But, at a 50ha orchard site at Te Puke, Plant and Food Research scientist Dr Bryan Parkes and colleagues have been trying to do just that.
Each year, New Zealand throws $20 million toward finding the next wonder cultivar, whatever it might prove to be.
It's a huge amount of money, but every cent of it's needed to trawl through about 100,000 potential cultivars.
"We have have to evaluate every individual that's fruiting every year, and we are currently doing this for about 30,000 to 40,000 seedlings every year," said Dr Parkes, who addressed today's Kiwifruit Innovation Symposium in Mt Maunganui.

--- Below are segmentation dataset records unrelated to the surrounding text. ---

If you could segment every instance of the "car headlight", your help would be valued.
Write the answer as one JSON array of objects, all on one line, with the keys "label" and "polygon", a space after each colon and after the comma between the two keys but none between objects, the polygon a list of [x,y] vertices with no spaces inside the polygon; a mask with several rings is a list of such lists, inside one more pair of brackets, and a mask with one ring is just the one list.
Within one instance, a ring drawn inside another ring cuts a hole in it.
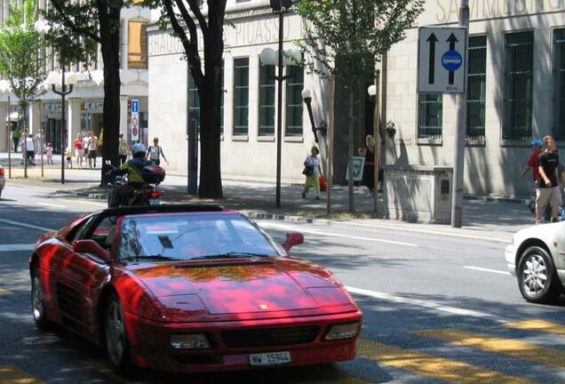
[{"label": "car headlight", "polygon": [[324,340],[337,340],[344,339],[352,339],[357,336],[361,323],[351,323],[346,324],[332,325],[330,331],[323,338]]},{"label": "car headlight", "polygon": [[203,333],[171,334],[171,347],[175,349],[206,349],[210,348]]}]

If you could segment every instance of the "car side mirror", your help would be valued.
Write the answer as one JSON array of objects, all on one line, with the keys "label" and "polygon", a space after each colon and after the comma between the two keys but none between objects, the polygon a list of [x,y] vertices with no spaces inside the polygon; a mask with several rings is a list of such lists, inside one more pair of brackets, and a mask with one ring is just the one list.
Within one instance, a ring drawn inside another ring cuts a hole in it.
[{"label": "car side mirror", "polygon": [[76,253],[94,253],[107,262],[111,260],[110,252],[94,240],[76,240],[73,243],[73,251]]},{"label": "car side mirror", "polygon": [[284,251],[289,252],[294,245],[304,243],[304,235],[299,232],[289,232],[286,234],[286,241],[282,244]]}]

Each seedling was equivalent to around 200 pieces of fruit.
"So if you do the maths, you end up with a lot of evaluations."

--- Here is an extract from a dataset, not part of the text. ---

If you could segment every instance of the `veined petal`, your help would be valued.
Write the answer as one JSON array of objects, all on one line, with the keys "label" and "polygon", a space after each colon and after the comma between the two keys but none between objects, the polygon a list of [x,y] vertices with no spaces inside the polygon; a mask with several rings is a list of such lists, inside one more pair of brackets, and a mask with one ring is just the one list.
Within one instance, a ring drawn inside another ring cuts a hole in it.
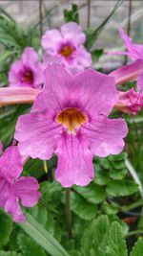
[{"label": "veined petal", "polygon": [[22,158],[16,146],[8,148],[0,157],[0,174],[7,180],[16,179],[23,170]]},{"label": "veined petal", "polygon": [[120,85],[129,81],[137,80],[141,72],[143,72],[143,60],[137,59],[132,64],[117,68],[110,73],[109,76],[112,76],[115,79],[116,85]]},{"label": "veined petal", "polygon": [[50,115],[35,112],[19,117],[14,138],[19,141],[21,154],[49,159],[61,133],[61,126]]},{"label": "veined petal", "polygon": [[138,77],[137,87],[138,87],[138,90],[139,90],[141,96],[143,97],[143,72]]},{"label": "veined petal", "polygon": [[48,66],[45,75],[45,87],[37,96],[34,111],[56,112],[72,106],[93,116],[108,115],[119,96],[113,78],[92,69],[71,76],[64,67],[54,63]]},{"label": "veined petal", "polygon": [[84,145],[82,138],[65,137],[61,146],[55,151],[58,165],[55,178],[64,187],[73,184],[86,186],[93,178],[92,152]]},{"label": "veined petal", "polygon": [[18,201],[18,198],[14,196],[12,191],[10,191],[9,198],[5,204],[5,211],[12,216],[15,222],[24,222],[26,217],[23,215]]},{"label": "veined petal", "polygon": [[100,116],[94,123],[87,123],[81,128],[85,137],[89,140],[93,153],[100,157],[117,154],[124,148],[124,140],[128,133],[125,121],[121,118],[108,119]]}]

Somewhere among them all, though, would surely be the cultivar that superseded the Hayward.
And the growing speed of innovation in the space was increasing the chances of finding it.
While the team have identified candidates that have superior taste and high yield, the toughest challenge has been how to genetically reproduce its exceptionally long storage time.
"I think we'll be able to reproduce it, but not until about 2030."
Meanwhile, the scientists have been able to watch the stunning success of a cultivar of gold kiwifruit selected to replace the Kiwi-bred Hort16A variety ravaged by the vine-killing disease Psa-V, discovered in Te Puke in 2010.
The more resistant Gold3 variety, one of three new cultivars delivered from Plant and Food Research's breeding programme, is now grown across around 7000ha around the world, and predicted to generate around $2 billion in sales per year by 2020.
"At the time, we honestly didn't know 100 per cent how it was going to go," Dr Parkes said.
"It looked very promising in the trials we'd done - but time has shown us it's performing exceptionally, customers are responding to it extremely well, and it's showing a very good Psa tolerance ... so we found our saviour."
Gold kiwifruit makes up about a quarter of the country's current kiwifruit exports, with Green comprising the rest, but Zespri is aiming to eventually achieve a 50-50 split between the two.
The Hayward kiwifruit: our little green superstar
• The most dominant kiwifruit cultivar in the world and renowned for its superior yield, taste and storage time.
• In the 2014/15 season, Kiwi-grown Zespri Green (Hayward) kiwifruit sold 69.3 million trays, earning around $900m in sales revenue.
• Zespri is now aiming for around 78 million trays of NZ Green sales this season.